Towers Hall, or Towers, is a university hall of residence in Loughborough, Leicestershire, England. It belongs to and is on the main campus of Loughborough University, housing up to 310 students. Towers was built as part of the Loughborough College of Education, prior to the 1977 merger with the university. It was constructed between 1963-5 and opened for residents in September 1967. The building was designed by architectural practice Gollins, Melvin, Ward, and Partners, who were also responsible for large segments of the University of Sheffield during the same period; for example, the Library and Arts Tower. Towers Hall was built as the centre point of a courtyard of surrounding teaching blocks of one or two storeys. Currently only the Matthew Arnold building survives following the demolition of the remainder in the early 21st century. The building is locally listed by Charnwood Borough Council.
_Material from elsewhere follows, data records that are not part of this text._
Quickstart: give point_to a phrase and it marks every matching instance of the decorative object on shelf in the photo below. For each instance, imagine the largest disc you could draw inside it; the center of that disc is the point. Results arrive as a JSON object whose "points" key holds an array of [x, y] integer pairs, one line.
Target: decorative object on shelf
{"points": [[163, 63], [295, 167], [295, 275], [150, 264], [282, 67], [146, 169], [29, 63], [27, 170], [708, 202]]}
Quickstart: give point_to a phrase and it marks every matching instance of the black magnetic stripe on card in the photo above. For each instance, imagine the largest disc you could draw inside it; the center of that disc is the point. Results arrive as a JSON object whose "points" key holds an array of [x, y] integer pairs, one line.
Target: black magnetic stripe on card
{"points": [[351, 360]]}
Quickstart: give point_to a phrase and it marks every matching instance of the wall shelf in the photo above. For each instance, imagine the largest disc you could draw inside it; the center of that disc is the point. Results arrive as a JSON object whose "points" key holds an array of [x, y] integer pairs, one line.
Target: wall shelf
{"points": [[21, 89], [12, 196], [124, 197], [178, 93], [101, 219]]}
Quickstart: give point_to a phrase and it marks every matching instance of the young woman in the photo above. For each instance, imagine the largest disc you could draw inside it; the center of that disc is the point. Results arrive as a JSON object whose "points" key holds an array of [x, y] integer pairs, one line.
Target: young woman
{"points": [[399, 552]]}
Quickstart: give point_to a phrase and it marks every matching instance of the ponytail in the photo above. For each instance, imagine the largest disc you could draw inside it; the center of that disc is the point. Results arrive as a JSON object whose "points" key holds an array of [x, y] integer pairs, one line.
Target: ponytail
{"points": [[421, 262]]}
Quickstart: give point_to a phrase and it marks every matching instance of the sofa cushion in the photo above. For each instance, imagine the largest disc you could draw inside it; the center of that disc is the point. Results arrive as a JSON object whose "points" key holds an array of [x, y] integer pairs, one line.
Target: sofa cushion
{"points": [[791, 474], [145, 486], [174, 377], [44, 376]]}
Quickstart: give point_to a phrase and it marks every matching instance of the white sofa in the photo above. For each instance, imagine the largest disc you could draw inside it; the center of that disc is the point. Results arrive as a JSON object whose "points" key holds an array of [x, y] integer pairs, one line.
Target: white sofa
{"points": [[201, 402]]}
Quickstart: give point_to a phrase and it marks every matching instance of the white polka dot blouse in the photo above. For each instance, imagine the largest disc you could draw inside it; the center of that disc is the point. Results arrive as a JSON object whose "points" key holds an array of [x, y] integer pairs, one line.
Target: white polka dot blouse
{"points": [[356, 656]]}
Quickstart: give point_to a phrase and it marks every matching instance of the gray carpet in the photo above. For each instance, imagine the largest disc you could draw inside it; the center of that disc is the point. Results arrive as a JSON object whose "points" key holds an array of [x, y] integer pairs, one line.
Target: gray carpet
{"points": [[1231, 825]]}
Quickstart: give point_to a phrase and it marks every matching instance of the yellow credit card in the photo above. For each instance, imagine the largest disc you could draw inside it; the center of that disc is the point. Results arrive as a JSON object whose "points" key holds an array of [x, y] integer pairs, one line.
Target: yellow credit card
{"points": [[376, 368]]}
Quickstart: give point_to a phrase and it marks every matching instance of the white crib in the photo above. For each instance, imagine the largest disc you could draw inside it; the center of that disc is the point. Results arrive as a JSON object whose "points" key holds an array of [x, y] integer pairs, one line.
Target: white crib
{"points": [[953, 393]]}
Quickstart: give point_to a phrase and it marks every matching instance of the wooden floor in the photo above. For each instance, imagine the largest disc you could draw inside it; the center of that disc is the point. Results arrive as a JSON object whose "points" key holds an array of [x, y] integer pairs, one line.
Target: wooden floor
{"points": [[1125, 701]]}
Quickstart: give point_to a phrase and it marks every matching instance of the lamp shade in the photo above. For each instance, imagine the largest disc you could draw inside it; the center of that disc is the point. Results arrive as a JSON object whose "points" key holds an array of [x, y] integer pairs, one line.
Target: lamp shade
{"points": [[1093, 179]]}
== Design & Construction ==
Towers Hall was constructed as part of a masterplan by Gollins, Melvin, Ward, and Partners in 1963–5. It was designed as a cohesive complex including low-level teaching blocks surrounding the central residential towers. The entrance to the west tower is located on the north side of the building, via a large, recessed opening with a set of concrete steps leading to the door. This is mirrored in the entrance to the east tower which is located at the south side of the building.

At ground floor level, both towers originally had full-height openings underneath to enable foot-passage beneath the structure, these have since been in-filled. The windows are metal-framed and extrude from the main elevation in chamfered pre-cast concrete panels.

At the base of the east tower, there is a modern extension housing a common room which was constructed in 2016.